Everything I Learned, I Learned from My Mom

May 1, 2017 Janel Ryan


Forget Kindergarten… everything I’ve learned, I learned from my Mom.

At first meeting, my Mom would not strike one as a force to be reckoned with. She was small in stature and quiet in nature. Her dream was to have a big, loving family – which she accomplished. As I was growing up as the youngest of twelve, these are the pivotal things that I learned from my ninety-eight-pound warrior of a mother.

  • Life is not fair. Get over it and move on
  • If you don’t like it, change it
  • Just be you – If you want to run away from home, pack a peanut butter and jelly sandwich

Life is not fair. Get over it and move on. I was instructed on the fairness in life during childhood when my evil brother left me stuck up in a tree. After yelling hours, or so it seemed, for help I managed to get myself down from the tree. Imagine my indignation when my Mom let me know she heard me yelling but decided to let me figure it out on my own. This was one of the more memorable life lessons on fairness and figuring out a way to overcome. I’ve had many incidents throughout my professional career to “refresh” this lesson. As I began a marketing job at a large communications company in the mid-90s I was confronted with another co-worker’s less than stellar work ethic. My manager’s lesson? “Are you going to let someone else be an obstacle to your success?” A lesson I remember more than twenty years later.

If you don’t like it, change it. Women live and work in a world filled with possibilities, but we also have a responsibility to keep “changing it”. In a time where women are more educated and more doors are opened to us, we are still underrepresented in many professions. In 1957, Ruth Bader Ginsberg was one of two women on the Harvard Law Review. In 2017, specifically in the cybersecurity profession, only 11% of women are represented which is much lower than the representation of women in the global workforce. Last year, women in cybersecurity earned less than our male counterparts. The lesson here is that we shouldn’t accept it and we need to be advocates of change.

Change starts with us as individuals and as women. What can YOU do to increase the visibility for women within your organization? How can YOU nuture talent within? How are YOU pushing yourself to take risk, to step out of your comfort zone? The organization I work for, Arbor Networks, has started a grass-roots women’s leadership initiative called Women on their Way (WoW). The initiative is about raising the voice of women and empowering them to share their talent. We had our inaugural kick off meeting with our Sales women and the energy was phenomenal. We are planning a virtual roll out that will be company wide mid-May. We are excited to invoke change in not only our women, but in the community of young women who show interest in embracing STEM. A critical piece of our invoking change will be to help these young women see opportunity exists in STEM across many functional areas – you do not have to be a coder to be successful in cybersecurity. You do have to be unique and we intend to let the world know that the women of Arbor Networks are warriors just like our mothers taught us to be!

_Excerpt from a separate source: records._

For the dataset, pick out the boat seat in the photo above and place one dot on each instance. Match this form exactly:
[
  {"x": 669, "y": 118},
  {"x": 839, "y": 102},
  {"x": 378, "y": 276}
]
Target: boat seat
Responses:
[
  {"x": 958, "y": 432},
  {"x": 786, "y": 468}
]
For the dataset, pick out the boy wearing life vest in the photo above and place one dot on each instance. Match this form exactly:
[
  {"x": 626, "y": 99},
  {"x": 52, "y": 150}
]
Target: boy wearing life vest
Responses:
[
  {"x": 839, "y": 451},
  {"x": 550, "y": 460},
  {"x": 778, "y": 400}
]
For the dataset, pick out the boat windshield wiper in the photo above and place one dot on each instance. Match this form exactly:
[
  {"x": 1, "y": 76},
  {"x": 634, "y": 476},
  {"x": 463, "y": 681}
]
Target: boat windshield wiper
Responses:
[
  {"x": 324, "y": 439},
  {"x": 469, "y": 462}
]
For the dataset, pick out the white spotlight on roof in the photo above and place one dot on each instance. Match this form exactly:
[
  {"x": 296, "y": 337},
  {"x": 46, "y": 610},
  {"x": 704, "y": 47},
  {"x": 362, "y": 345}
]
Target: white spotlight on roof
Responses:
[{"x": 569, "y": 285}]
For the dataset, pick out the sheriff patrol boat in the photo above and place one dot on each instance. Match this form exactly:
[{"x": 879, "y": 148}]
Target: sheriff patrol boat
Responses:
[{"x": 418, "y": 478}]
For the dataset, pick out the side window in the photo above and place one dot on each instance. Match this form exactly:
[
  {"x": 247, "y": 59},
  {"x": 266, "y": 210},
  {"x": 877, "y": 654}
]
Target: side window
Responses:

Just be you. Like a lot of women, I sometimes fail. And it’s okay. You’d think my less than stellar attempts at athletics during high school would have taught me not to be so competitive, but it taught me a lot about failing and trying anyway. With all due respect to the master, I disagree with the directive, “Do or do not. There is no try.” It should be “Try and do, say I.” How many of us, male or female, have felt like some days we don’t quite make the grade? I try to juggle children, work, marriage, faith, community, home but things fall through the cracks. And most days it’s okay. I do have two advantages that others may not experience: I have a spouse who doesn’t care about traditional gender roles, and with all of the allergies in the world I’m no longer required to provide home-baked goods so I have decided to give up cooking to give time back to myself and my family. If it was good enough for the Notorious RBG, it’s good enough for me. I haven’t given it up completely, but I have decided no one dies if we have take-out or my kids eat cereal for supper. Give yourself and others permission not to be super-human. If you’re having trouble with this concept, take a day off, pack yourself a peanut butter and jelly sandwich and go see Bad Moms.

Whether life requires hard-work or the foresight to bring along a peanut butter sandwich be prepared.

my mother worked to hard for me not to be greatWe need to evolve and change professionally and personally. These are concepts my Mom and Ms. Ginsberg learned and put into practice throughout their lives, lives that started long before the rights we enjoy today. In a time when traditional women’s roles were the norm. RBGs efforts to empower women and men are well documented. My Mom’s efforts are only documented within family lore. Fortunately, she taught those lessons to her many children. She taught my brothers to respect women, to listen, and to treat “all the people” as equal. She taught my sisters to be fierce and fabulous. She raised our family while my Dad worked away from home as a construction superintendent. In addition to her full-time Mom job, she had a part-time job. Did I mention, she had twelve children and survived breast cancer? Yes, I said twelve and we weren’t mistakes (and no, we didn’t grow up on a farm).

I want to become my Mom. To her and the other amazing people in my life, I say “thanks for the lessons. I promise to keep changing.”